On the other hand, to create a static metric baseline,
I instead specify the name of the new static baseline as well as a range of
dates. This date range must correspond to a minimum of seven contiguous days.
The time period chosen should be representative of the type of adaptive
thresholds that utilize these metrics. For example, if I know that my database
has been performing in a relatively stable fashion during a particular time
period, the corresponding statistics would be valuable metrics for comparison
against future performance.
Once I've selected a time frame, I can just click on the Compute
Statistics button, and Oracle 10gR2 will determine if there are
minimum sufficient data to facilitate creation of at least one adaptive
threshold measurement. Figure
2.3 shows Enterprise Manager's response if there are insufficient data.
Note that Oracle marks with a warning symbol any metrics that cannot be
determined; also, no data will be displayed when I click into any of the
"eyeglass" icons for each faulty metric.
Even in this case, all is not lost! I could also change the
variables that are used to calculate the time series for the metric static
baseline. For example, I could change the granularity of the Day Grouping
series from By Hour of Day to By Day of Week; I could also modify
the Week Grouping to reflect Weekends and Weekdays instead of By
Day of Week, or even eliminate a grouping scheme altogether. Once I've done
this, I would simply click on the Compute Statistics button, and Oracle
10gR2 will once again determine if there are minimum sufficient data to create
the static metric baseline.
On the other hand, if sufficient data do exist, then Oracle
will display a checkmark to indicate this. Figure
2.4 shows Enterprise Manager's response when there are sufficient data
to create the metric baseline. In this case, I have created a new static metric
baseline, MB1 using all available data for the time period between March
12, 2005 and March 21, 2005. I can simply click into each of the
"eyeglass" icons to see how Oracle 10gR2 will calculate the values for the
metric baseline. Clicking the OK button on this page completes the
creation of the metric baseline, establishing it for immediate use with
adaptive thresholds. (Remember from the previous article that Oracle 10gR2
permits the creation and retention of multiple static baselines for use
by adaptive thresholds.)
Creating Adaptive Thresholds from a Metric Baseline
Now that I've established a valid static metric baseline, it
is time to use that baseline to activate appropriate adaptive thresholds. As
shown in Figure
2.5, I will select the MB1 baseline from the Metric Baselines
screen by clicking the Set Adaptive Thresholds button.

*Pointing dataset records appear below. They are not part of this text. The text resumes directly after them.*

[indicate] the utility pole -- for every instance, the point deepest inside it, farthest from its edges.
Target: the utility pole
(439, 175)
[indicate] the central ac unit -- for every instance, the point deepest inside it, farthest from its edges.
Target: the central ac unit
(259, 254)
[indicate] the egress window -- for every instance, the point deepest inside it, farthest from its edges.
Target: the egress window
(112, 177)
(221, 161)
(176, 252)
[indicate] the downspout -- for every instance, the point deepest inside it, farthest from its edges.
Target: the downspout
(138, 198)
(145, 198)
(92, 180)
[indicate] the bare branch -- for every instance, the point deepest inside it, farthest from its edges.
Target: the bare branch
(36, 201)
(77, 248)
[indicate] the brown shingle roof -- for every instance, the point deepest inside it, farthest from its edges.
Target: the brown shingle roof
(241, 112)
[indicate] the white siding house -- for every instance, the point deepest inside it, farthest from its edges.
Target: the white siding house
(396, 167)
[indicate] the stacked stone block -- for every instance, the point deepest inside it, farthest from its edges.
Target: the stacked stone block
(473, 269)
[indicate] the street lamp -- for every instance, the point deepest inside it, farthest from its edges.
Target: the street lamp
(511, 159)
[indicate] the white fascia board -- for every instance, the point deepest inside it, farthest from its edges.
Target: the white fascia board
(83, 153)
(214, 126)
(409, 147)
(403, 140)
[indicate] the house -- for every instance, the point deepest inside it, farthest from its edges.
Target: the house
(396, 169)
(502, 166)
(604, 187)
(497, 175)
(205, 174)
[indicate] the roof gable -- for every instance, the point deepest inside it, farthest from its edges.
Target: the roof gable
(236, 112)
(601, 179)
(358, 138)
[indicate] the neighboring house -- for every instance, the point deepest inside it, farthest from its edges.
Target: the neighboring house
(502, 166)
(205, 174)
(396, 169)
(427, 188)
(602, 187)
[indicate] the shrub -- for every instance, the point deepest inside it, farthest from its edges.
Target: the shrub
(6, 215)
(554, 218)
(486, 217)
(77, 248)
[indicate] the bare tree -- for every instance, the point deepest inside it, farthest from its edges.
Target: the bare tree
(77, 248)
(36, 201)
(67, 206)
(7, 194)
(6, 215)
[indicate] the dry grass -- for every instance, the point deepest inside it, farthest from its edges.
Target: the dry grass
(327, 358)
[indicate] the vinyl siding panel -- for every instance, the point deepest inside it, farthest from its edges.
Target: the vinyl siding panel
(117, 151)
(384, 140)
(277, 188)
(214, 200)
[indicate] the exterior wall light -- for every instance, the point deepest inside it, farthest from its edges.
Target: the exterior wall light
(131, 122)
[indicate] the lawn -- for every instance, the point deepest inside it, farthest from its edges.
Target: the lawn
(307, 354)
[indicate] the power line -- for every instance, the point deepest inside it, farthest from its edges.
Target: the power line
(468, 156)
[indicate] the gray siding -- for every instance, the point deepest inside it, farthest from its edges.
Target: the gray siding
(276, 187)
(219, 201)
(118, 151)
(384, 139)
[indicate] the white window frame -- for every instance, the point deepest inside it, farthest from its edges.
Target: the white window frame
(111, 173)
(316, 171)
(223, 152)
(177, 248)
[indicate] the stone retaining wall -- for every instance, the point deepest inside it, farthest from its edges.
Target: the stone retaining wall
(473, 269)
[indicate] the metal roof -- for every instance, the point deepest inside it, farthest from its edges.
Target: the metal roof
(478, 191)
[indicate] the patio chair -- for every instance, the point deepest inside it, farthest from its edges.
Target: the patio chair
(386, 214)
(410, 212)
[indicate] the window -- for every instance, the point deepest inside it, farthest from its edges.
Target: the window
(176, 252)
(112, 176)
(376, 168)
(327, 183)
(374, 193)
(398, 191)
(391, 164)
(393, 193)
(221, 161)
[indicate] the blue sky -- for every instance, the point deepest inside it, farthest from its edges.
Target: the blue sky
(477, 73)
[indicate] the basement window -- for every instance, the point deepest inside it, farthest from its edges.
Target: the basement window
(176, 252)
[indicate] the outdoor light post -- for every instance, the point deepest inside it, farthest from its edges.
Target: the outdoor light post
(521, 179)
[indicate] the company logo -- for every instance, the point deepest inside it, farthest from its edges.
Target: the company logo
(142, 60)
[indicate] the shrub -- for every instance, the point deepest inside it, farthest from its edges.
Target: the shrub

Oracle then passes control to the Manage Adaptive
Thresholds page (Figure
2.6). From this screen, I can set specific adaptive thresholds for each
of the displayed metrics. In this example, I have selected just the Number of
Transactions (per second) adaptive threshold for editing; once selected, I can
then set up adaptive thresholds for the metric by clicking on the Edit
button on this page.
Figure
2.7 shows the two different sets of options available for setting
adaptive thresholds:
-
If I choose the Significance Level option, Oracle will use
percentiles to determine when an adaptive threshold has been breached. For this
example, I've set the warning and critical levels for Number of Transactions to
High and Very High. Oracle will then raise a warning alert when
the number of transactions measured reach 95% of the adaptive threshold value
as of the time specified; likewise, Oracle will raise a critical alert when 99%
is reached.
-
The other option, Percentage of Maximum, Oracle will
determine when an adaptive threshold has been breached based on the specified
percentages, using the 99th percentile value for the calculation.
For example, if I set the warning and critical threshold values to 125% and
150% respectively for the Number of Transactions metric, and the 99th
percentile value is 10 logins as of a particular point in time, then a warning
alert would be raised at 13 and 16 logins, respectively.
-
Note that in either case, I can also specify the total concurrent
number of threshold violations that must occur before an alert is raised.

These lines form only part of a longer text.